Robert Dudley: the one person I could almost bare my soul to, could be more honest with than anyone else. Long ago I had loved him madly, as a young woman can do only once in her life. Time had changed that love, hammered it out into a sturdier, thicker, stronger, quieter thing—just as they say happens in any long-term marriage. The Russians say, “The hammer shatters glass but forges iron.”

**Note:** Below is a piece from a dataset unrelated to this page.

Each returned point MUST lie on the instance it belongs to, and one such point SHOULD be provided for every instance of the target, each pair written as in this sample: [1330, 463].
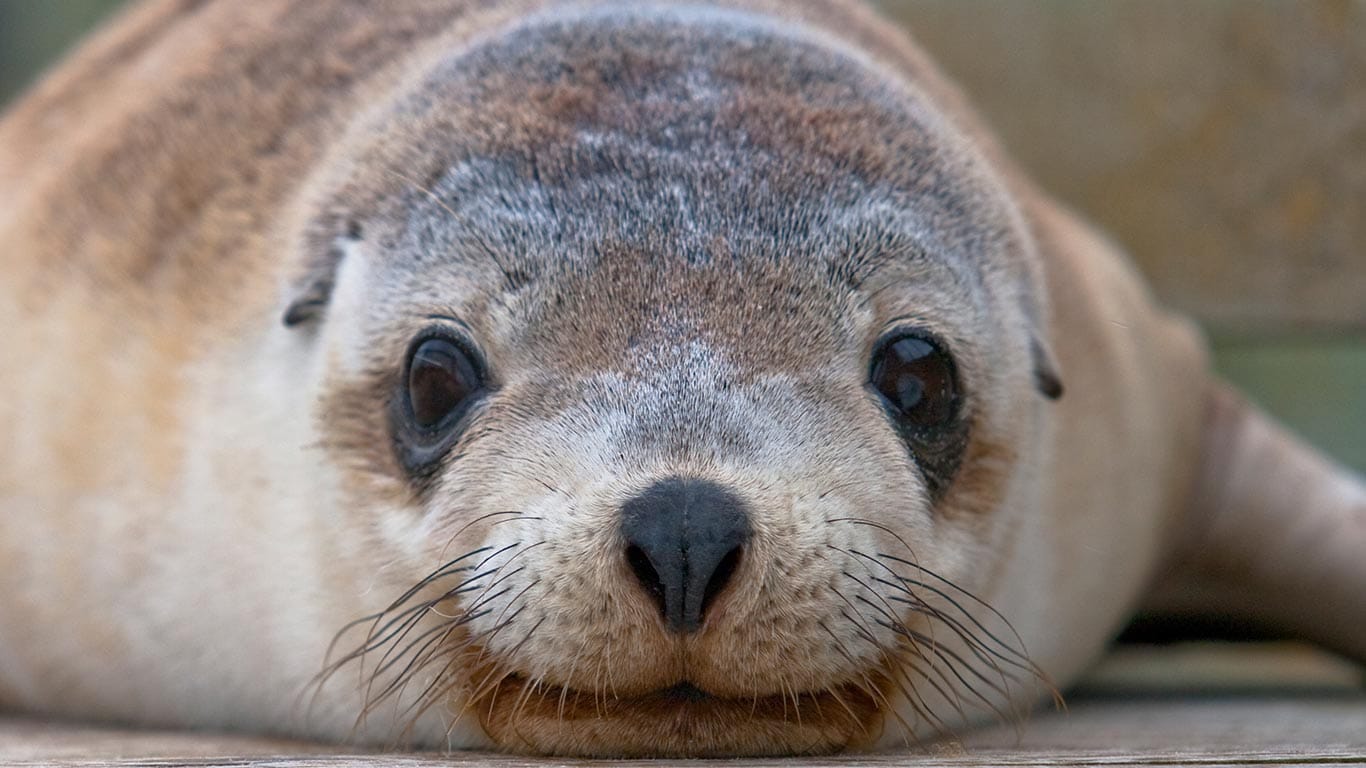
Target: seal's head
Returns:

I once told an ambassador that if I ever married it would be as a queen and not as Elizabeth. If I had ever been convinced marriage was a political necessity, then I would have proceeded despite my personal reluctance. But at my coronation I promised to take England itself as my spouse. Remaining a virgin, not giving myself to anyone but my people, was the visible sacrifice they would prize and honor, binding us together. And so it has proved.
And yet, and yet ... at the same time I spared them the horrors of foreign entanglement and the specter of domination, I left them with the very thing my father turned his kingdom upside down to avoid: no heir to succeed me.
I cannot say it doesn’t worry me. But I have other immediate decisions to make, of equal and urgent concern to the survival of my country.
It took Francis Drake the better part of a week to travel the two hundred miles separating Plymouth and London. But now he stood before the full Privy Council, and me, in the meeting room at Whitehall. He had wanted not to rest but to come straight to us.